Rise of the “nones”?

No, I’m not talking about an upcoming Star Trek movie. The “nones” aren’t science fiction but one of the biggest problems facing the church today.

In 2018, Pastor Ryan Burge received recent statistics from the General Social Survey (GSS). Nope, I hadn’t heard of this either until I read Burge’s book, The Nones.

Ryan Burge is a pastor but also a social scientist, and GSS statistics are the gold standard for studying religious life in America. I’m going to let Pastor Ryan tell his story…

I saw it immediately.

The percentage of religiously unaffiliated people had steadily risen since the early 1990s. Previously, the “nones” had zoomed past 10 percent of the population by 1996, crossed the 15 percent threshold just a decade later, and managed to reach 20 percent by 2014. That rise had not abated in 2018. 

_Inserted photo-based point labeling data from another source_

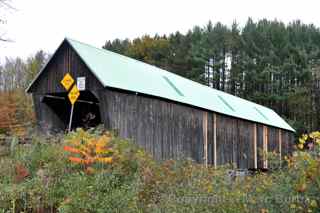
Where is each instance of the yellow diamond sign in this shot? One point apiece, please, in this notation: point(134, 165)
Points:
point(74, 94)
point(67, 81)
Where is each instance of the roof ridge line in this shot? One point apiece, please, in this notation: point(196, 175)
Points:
point(161, 70)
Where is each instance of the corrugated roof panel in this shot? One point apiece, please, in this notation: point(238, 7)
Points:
point(118, 71)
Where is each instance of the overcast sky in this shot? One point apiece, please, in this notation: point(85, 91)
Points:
point(42, 24)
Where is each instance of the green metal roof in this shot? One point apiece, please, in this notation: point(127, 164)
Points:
point(118, 71)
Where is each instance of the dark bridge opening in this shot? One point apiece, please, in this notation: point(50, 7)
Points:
point(86, 112)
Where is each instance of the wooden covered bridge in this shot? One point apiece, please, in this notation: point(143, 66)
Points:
point(168, 115)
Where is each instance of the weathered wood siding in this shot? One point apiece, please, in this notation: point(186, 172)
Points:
point(166, 130)
point(65, 60)
point(46, 118)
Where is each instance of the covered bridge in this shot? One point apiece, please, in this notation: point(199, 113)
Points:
point(168, 115)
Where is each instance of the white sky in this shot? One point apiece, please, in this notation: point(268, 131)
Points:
point(42, 24)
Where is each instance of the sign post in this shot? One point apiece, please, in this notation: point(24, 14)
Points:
point(73, 95)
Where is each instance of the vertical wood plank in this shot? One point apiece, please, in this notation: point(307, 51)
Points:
point(280, 144)
point(255, 146)
point(205, 137)
point(214, 140)
point(265, 146)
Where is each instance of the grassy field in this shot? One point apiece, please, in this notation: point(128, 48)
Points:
point(93, 171)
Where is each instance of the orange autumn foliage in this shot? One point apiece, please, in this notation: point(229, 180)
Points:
point(88, 150)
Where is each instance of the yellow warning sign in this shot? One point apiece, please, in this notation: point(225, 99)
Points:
point(67, 81)
point(74, 94)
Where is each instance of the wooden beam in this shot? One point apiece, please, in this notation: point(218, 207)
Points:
point(280, 144)
point(205, 137)
point(255, 153)
point(215, 140)
point(265, 146)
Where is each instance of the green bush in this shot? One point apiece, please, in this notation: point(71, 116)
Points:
point(40, 178)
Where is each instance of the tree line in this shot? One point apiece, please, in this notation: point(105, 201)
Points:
point(268, 62)
point(16, 73)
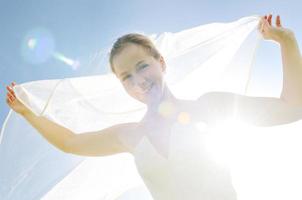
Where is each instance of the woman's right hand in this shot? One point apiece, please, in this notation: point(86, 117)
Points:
point(13, 101)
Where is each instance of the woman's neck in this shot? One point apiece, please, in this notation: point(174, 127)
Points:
point(166, 99)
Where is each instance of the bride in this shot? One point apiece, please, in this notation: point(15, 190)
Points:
point(170, 159)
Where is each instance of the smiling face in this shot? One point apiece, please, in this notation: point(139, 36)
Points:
point(141, 74)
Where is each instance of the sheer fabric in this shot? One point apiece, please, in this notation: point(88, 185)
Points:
point(211, 57)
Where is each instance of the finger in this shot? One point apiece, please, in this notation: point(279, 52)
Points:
point(11, 91)
point(8, 101)
point(278, 21)
point(270, 19)
point(11, 96)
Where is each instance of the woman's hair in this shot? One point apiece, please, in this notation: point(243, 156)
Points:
point(133, 38)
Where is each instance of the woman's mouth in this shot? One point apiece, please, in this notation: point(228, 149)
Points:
point(148, 89)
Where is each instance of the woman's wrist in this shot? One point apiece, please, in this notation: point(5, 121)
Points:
point(286, 37)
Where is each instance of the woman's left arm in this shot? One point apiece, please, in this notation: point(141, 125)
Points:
point(291, 58)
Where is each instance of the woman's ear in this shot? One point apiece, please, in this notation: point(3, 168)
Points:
point(163, 64)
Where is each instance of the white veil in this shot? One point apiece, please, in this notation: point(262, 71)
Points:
point(216, 56)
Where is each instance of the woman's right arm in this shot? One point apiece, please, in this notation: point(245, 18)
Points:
point(107, 141)
point(54, 133)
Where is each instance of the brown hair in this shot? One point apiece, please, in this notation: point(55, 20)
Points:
point(133, 38)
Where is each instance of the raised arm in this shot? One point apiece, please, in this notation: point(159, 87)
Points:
point(54, 133)
point(108, 141)
point(291, 58)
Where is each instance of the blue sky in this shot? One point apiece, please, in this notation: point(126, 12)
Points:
point(79, 29)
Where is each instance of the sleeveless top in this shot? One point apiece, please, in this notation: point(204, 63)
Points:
point(188, 173)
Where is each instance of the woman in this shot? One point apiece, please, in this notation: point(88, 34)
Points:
point(172, 170)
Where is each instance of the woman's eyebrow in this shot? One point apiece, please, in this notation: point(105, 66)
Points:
point(138, 63)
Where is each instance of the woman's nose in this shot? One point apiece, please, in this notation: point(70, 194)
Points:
point(140, 81)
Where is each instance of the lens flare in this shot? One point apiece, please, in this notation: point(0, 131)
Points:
point(38, 46)
point(73, 63)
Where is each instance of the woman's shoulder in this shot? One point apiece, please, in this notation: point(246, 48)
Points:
point(131, 135)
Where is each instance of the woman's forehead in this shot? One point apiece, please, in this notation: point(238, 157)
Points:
point(128, 58)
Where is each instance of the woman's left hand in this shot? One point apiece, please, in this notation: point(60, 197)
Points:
point(276, 33)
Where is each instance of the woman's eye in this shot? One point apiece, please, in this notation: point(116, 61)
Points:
point(126, 77)
point(143, 66)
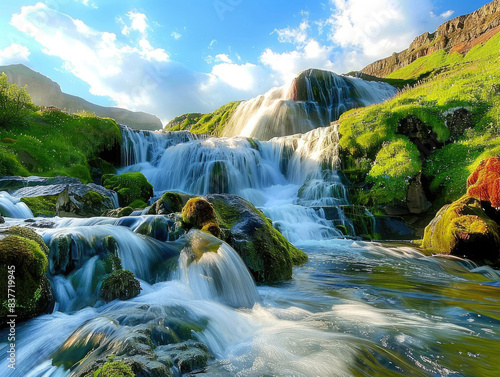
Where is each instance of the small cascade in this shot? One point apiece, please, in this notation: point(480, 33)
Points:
point(214, 271)
point(147, 146)
point(11, 206)
point(313, 99)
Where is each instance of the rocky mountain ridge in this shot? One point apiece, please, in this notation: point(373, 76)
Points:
point(460, 35)
point(45, 92)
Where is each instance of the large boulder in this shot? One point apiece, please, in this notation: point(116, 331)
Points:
point(23, 265)
point(89, 205)
point(198, 213)
point(120, 284)
point(484, 183)
point(266, 253)
point(170, 202)
point(463, 229)
point(62, 196)
point(133, 188)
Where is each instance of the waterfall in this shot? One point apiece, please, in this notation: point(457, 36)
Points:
point(213, 270)
point(313, 99)
point(291, 178)
point(11, 206)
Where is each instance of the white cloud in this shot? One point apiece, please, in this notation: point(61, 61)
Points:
point(446, 15)
point(15, 53)
point(176, 35)
point(295, 36)
point(377, 28)
point(287, 64)
point(224, 58)
point(133, 73)
point(139, 23)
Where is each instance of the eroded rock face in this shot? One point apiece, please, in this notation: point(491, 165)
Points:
point(463, 229)
point(266, 253)
point(460, 34)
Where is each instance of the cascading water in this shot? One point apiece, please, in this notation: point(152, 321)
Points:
point(11, 206)
point(313, 99)
point(290, 177)
point(355, 309)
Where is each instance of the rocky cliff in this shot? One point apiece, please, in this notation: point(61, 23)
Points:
point(460, 34)
point(45, 92)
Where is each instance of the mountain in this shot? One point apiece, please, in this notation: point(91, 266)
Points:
point(460, 35)
point(46, 92)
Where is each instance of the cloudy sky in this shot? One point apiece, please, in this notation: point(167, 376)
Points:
point(169, 57)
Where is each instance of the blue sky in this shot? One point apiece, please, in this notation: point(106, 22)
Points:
point(170, 57)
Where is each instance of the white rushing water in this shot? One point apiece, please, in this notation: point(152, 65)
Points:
point(313, 99)
point(11, 206)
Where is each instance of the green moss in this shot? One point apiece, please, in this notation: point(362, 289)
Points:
point(395, 164)
point(129, 186)
point(114, 369)
point(470, 82)
point(55, 143)
point(212, 123)
point(463, 229)
point(32, 286)
point(120, 284)
point(138, 204)
point(126, 211)
point(29, 234)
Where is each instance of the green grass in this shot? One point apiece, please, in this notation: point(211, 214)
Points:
point(212, 123)
point(51, 143)
point(452, 81)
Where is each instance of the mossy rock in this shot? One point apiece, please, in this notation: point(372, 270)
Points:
point(267, 254)
point(170, 202)
point(464, 230)
point(30, 234)
point(32, 288)
point(41, 205)
point(114, 369)
point(120, 284)
point(129, 186)
point(199, 214)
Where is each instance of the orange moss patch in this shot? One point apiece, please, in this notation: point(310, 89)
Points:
point(484, 183)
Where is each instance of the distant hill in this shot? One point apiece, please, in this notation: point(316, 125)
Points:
point(460, 35)
point(197, 123)
point(46, 92)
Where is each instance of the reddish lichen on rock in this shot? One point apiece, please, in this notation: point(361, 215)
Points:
point(484, 183)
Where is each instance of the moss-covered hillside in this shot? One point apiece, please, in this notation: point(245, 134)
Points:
point(51, 143)
point(212, 123)
point(442, 127)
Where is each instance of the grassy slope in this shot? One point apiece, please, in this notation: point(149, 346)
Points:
point(450, 81)
point(212, 123)
point(56, 143)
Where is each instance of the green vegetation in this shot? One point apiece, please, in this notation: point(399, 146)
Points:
point(129, 186)
point(114, 369)
point(33, 293)
point(371, 135)
point(41, 205)
point(199, 214)
point(50, 142)
point(120, 284)
point(212, 123)
point(15, 103)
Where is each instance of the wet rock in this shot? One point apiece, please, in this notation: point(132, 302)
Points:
point(186, 356)
point(129, 186)
point(415, 196)
point(170, 202)
point(89, 205)
point(266, 253)
point(121, 285)
point(199, 214)
point(463, 229)
point(29, 261)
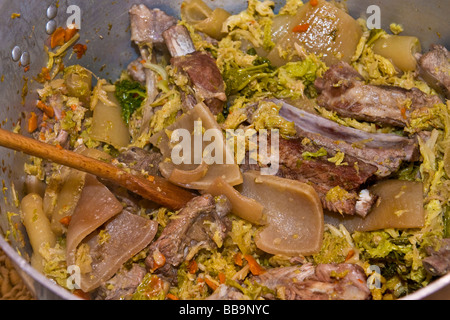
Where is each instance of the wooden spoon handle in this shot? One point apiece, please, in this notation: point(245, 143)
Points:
point(156, 189)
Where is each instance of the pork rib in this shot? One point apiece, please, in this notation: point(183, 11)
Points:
point(324, 176)
point(385, 151)
point(435, 69)
point(200, 67)
point(343, 90)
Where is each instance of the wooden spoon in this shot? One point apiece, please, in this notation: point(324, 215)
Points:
point(155, 188)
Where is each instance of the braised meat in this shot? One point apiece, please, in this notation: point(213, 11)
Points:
point(200, 67)
point(343, 90)
point(438, 263)
point(324, 176)
point(385, 151)
point(435, 69)
point(122, 285)
point(139, 160)
point(324, 282)
point(147, 26)
point(202, 223)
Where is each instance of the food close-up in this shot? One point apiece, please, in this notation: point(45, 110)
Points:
point(208, 150)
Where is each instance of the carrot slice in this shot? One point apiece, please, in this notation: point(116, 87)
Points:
point(32, 122)
point(57, 38)
point(255, 268)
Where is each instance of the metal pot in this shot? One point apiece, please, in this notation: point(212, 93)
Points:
point(105, 24)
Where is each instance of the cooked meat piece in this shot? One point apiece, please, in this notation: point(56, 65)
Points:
point(136, 71)
point(205, 77)
point(139, 160)
point(178, 41)
point(325, 282)
point(435, 69)
point(224, 292)
point(122, 285)
point(301, 159)
point(324, 175)
point(202, 223)
point(438, 263)
point(128, 234)
point(349, 280)
point(147, 26)
point(200, 67)
point(385, 151)
point(342, 89)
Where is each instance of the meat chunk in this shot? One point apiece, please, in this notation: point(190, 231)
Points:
point(438, 263)
point(139, 160)
point(324, 282)
point(147, 26)
point(327, 178)
point(178, 41)
point(202, 223)
point(122, 285)
point(342, 89)
point(385, 151)
point(136, 71)
point(200, 68)
point(435, 69)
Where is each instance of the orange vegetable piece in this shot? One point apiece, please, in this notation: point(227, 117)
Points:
point(57, 38)
point(172, 296)
point(80, 50)
point(211, 284)
point(48, 110)
point(222, 277)
point(255, 268)
point(301, 28)
point(32, 122)
point(81, 294)
point(238, 259)
point(69, 33)
point(192, 267)
point(65, 220)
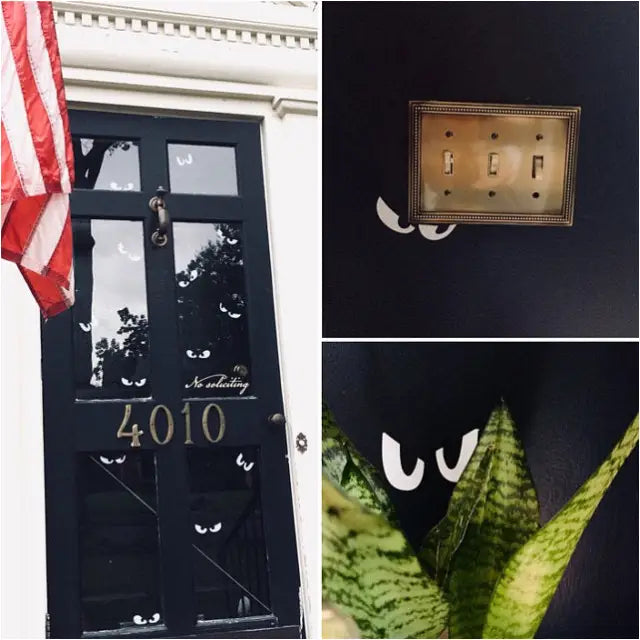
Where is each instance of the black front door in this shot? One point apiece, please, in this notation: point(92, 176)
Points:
point(169, 507)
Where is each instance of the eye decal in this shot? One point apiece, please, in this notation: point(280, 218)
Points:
point(244, 606)
point(469, 442)
point(392, 465)
point(183, 161)
point(247, 466)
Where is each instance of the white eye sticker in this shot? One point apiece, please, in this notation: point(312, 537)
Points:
point(183, 161)
point(469, 442)
point(392, 465)
point(244, 606)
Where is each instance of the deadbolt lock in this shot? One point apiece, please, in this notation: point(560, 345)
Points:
point(492, 164)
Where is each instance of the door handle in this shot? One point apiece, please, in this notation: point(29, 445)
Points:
point(157, 204)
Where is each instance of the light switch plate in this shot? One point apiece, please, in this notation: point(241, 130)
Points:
point(472, 163)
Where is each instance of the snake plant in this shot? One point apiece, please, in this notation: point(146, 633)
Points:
point(486, 570)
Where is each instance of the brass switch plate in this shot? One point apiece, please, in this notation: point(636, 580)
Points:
point(475, 163)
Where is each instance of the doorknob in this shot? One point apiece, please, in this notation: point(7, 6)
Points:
point(277, 419)
point(157, 205)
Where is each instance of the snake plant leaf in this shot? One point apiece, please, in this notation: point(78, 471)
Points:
point(532, 575)
point(371, 573)
point(347, 468)
point(444, 539)
point(504, 516)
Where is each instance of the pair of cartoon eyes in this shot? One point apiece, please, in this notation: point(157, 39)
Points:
point(247, 466)
point(202, 530)
point(119, 460)
point(225, 310)
point(134, 257)
point(116, 187)
point(192, 354)
point(192, 275)
point(138, 383)
point(139, 620)
point(395, 474)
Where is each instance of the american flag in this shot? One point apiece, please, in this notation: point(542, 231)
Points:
point(37, 156)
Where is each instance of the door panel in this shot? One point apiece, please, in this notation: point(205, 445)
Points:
point(158, 522)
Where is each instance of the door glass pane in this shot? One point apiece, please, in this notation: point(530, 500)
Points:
point(119, 564)
point(104, 163)
point(205, 169)
point(212, 313)
point(230, 567)
point(111, 328)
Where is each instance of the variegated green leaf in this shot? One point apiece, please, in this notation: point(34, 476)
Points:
point(532, 575)
point(371, 573)
point(503, 516)
point(346, 467)
point(444, 539)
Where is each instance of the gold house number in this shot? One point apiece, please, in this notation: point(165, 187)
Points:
point(136, 432)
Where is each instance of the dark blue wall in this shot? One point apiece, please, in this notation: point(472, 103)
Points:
point(481, 280)
point(571, 403)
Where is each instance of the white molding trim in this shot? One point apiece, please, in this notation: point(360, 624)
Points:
point(187, 25)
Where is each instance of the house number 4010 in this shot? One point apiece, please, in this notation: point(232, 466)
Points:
point(135, 432)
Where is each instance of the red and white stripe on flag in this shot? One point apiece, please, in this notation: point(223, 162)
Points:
point(37, 155)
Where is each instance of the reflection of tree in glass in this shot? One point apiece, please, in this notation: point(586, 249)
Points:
point(211, 306)
point(129, 359)
point(88, 165)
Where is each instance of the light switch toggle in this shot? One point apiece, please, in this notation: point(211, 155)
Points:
point(493, 164)
point(536, 171)
point(448, 163)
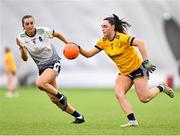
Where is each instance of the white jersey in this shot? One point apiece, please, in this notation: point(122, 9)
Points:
point(39, 46)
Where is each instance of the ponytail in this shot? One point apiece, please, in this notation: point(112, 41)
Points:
point(120, 25)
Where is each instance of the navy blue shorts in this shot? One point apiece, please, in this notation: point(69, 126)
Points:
point(140, 72)
point(56, 66)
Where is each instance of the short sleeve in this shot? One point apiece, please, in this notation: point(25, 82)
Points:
point(100, 45)
point(49, 32)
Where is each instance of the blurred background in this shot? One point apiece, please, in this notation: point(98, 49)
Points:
point(156, 22)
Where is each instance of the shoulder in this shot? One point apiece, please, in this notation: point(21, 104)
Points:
point(22, 35)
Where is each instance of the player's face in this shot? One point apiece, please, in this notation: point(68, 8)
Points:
point(29, 25)
point(107, 28)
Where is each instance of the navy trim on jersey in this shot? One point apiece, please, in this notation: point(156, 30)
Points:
point(32, 35)
point(98, 47)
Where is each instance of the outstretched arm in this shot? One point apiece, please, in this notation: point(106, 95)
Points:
point(23, 50)
point(141, 47)
point(60, 37)
point(89, 53)
point(146, 63)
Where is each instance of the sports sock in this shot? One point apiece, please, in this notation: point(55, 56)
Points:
point(76, 114)
point(160, 88)
point(131, 116)
point(58, 95)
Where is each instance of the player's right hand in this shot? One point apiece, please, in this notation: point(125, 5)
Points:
point(148, 66)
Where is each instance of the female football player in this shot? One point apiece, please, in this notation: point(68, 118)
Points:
point(119, 46)
point(10, 67)
point(36, 42)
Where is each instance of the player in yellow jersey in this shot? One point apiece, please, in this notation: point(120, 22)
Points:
point(10, 68)
point(119, 46)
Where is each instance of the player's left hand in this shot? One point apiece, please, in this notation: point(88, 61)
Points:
point(148, 66)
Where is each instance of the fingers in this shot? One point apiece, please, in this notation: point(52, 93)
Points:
point(152, 68)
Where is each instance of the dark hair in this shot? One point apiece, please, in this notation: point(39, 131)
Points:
point(24, 17)
point(120, 25)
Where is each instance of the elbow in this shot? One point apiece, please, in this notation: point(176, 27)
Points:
point(24, 58)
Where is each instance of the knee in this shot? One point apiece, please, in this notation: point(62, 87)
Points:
point(144, 99)
point(54, 100)
point(119, 95)
point(40, 84)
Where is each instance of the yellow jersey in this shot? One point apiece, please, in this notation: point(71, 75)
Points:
point(121, 51)
point(9, 62)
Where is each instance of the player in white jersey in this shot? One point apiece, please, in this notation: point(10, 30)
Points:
point(36, 42)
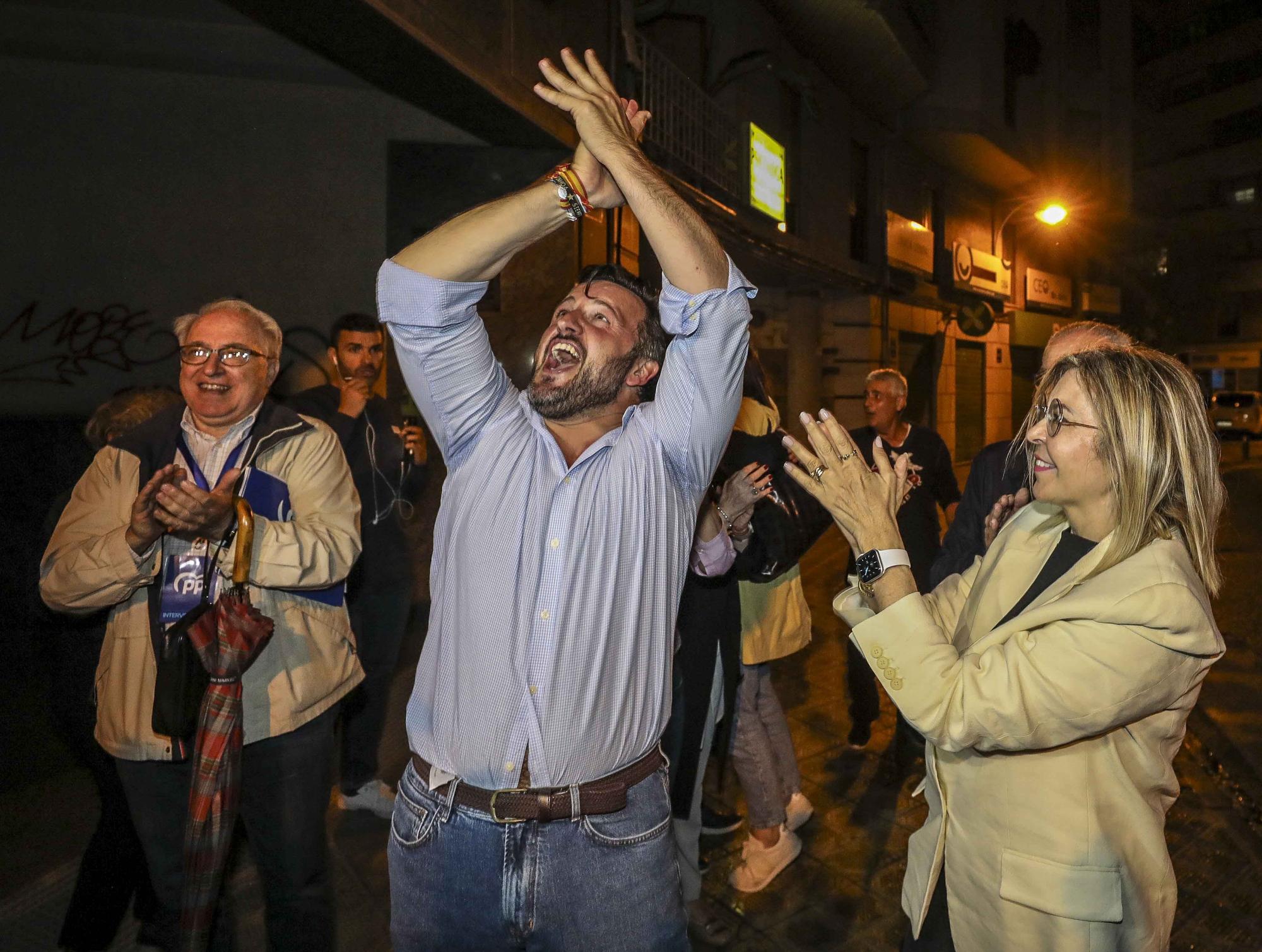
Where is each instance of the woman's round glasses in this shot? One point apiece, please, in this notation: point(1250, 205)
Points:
point(1056, 413)
point(232, 356)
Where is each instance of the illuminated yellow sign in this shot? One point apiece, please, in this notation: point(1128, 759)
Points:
point(767, 173)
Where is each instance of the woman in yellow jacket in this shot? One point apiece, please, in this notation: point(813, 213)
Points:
point(775, 621)
point(1053, 678)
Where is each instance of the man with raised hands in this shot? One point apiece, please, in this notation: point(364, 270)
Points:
point(534, 812)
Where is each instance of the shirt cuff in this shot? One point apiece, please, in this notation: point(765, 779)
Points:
point(681, 311)
point(850, 605)
point(142, 560)
point(408, 297)
point(715, 557)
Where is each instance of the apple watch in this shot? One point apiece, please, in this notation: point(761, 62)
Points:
point(875, 563)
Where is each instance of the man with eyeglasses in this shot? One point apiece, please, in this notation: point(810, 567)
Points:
point(999, 480)
point(151, 519)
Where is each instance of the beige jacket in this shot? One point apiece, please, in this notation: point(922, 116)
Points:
point(1051, 739)
point(311, 661)
point(775, 619)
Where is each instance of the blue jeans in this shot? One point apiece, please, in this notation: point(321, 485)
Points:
point(459, 880)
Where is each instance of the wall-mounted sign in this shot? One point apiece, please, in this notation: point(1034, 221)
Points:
point(981, 272)
point(1102, 298)
point(1049, 290)
point(909, 244)
point(767, 173)
point(976, 319)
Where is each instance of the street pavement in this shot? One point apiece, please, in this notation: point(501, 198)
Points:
point(844, 893)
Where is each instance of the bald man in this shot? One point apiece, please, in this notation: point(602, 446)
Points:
point(998, 471)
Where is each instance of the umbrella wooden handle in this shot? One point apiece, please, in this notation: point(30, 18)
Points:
point(245, 542)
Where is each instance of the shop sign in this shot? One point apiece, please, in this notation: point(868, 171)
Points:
point(980, 271)
point(1049, 290)
point(909, 244)
point(767, 173)
point(1239, 360)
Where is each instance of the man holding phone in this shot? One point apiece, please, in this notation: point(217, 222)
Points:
point(388, 462)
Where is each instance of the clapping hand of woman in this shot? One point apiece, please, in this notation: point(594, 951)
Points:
point(741, 493)
point(863, 503)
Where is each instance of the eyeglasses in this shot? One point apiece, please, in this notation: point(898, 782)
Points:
point(1056, 414)
point(232, 356)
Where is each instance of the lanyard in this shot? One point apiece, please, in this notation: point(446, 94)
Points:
point(199, 476)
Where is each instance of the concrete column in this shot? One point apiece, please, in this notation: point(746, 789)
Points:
point(805, 359)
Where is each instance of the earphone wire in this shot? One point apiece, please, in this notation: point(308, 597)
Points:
point(406, 508)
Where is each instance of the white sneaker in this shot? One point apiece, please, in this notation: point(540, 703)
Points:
point(798, 811)
point(762, 864)
point(374, 797)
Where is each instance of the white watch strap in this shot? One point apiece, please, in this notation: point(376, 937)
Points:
point(894, 557)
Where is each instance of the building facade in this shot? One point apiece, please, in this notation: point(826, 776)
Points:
point(1198, 186)
point(873, 168)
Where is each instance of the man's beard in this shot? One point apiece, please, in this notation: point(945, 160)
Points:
point(593, 388)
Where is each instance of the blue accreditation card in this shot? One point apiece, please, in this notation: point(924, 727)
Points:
point(182, 585)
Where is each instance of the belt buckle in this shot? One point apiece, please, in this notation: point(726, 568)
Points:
point(495, 794)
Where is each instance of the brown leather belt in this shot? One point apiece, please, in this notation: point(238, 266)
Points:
point(516, 806)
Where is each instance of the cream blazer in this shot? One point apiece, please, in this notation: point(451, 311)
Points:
point(1049, 739)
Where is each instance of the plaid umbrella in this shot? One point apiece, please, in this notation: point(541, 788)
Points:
point(228, 640)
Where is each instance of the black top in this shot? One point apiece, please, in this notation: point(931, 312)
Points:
point(382, 471)
point(1064, 557)
point(990, 478)
point(932, 483)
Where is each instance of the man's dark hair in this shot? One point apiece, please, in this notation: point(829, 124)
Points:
point(355, 322)
point(653, 339)
point(755, 385)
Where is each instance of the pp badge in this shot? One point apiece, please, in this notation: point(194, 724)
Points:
point(182, 585)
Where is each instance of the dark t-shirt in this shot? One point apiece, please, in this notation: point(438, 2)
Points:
point(932, 484)
point(382, 471)
point(1070, 549)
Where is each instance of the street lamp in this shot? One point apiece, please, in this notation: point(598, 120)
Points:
point(1052, 215)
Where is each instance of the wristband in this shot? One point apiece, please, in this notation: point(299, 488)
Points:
point(725, 517)
point(571, 194)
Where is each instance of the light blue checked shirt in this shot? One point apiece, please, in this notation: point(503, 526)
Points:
point(555, 587)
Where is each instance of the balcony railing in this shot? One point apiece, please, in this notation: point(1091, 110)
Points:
point(688, 133)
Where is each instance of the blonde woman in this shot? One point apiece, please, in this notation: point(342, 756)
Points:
point(1054, 677)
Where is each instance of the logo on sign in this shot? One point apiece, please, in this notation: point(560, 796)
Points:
point(1051, 290)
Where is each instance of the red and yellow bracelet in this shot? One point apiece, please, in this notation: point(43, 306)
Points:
point(571, 194)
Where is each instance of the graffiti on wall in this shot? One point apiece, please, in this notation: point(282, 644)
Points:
point(41, 346)
point(65, 348)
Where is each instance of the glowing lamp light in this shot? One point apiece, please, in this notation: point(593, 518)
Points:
point(1052, 215)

It had finally happened: the nones were now the same size as both Roman Catholics and evangelical Protestants. That meant that the religiously unaffiliated were statistically the same size as the largest religious groups in the United States.

Let me take a few lines to interpret this information. The “nones” are those who check the “not affiliated with any religious group” in surveys. Research indicates it’s not just those younger but all ages in America.  

Young and old alike.

Pastor Ryan continues…

Here’s a staggering statistic: One in twenty Americans has become a nothing in particular over the past decade. That increase in their ranks alone is nearly the same size as the total share of atheists or agnostics in 2018.

There is no single reason for the rise of the “nones.”  

From Pastor Grant’s perspective, I would suggest a tiredness with churches promoting Jesus from right works, right doctrine, and right politics – resulting in weariness, confusion, and conflict.

I’ve heard many who have stopped coming to church on a regular basis say, “It feels good to take a break.”

Pastor and social scientist Ryan Burge ends his book with this advice… 

The winds of secularization and polarization are swirling like never before. Most of that seed is going to fall on rocky soil, never to reap a harvest. And it seems that there are fewer people to spread it every year. It’s easy to give up hope. But we must recall the words of the apostle Paul to the church in Galatia: “So let us not grow weary in doing what is right, for we will reap at harvest time, if we do not give up” (Gal 6:9). Seed that expresses the love and grace and hope of Jesus Christ is never truly lost. Don’t give up!

I would add – let’s pray for revival!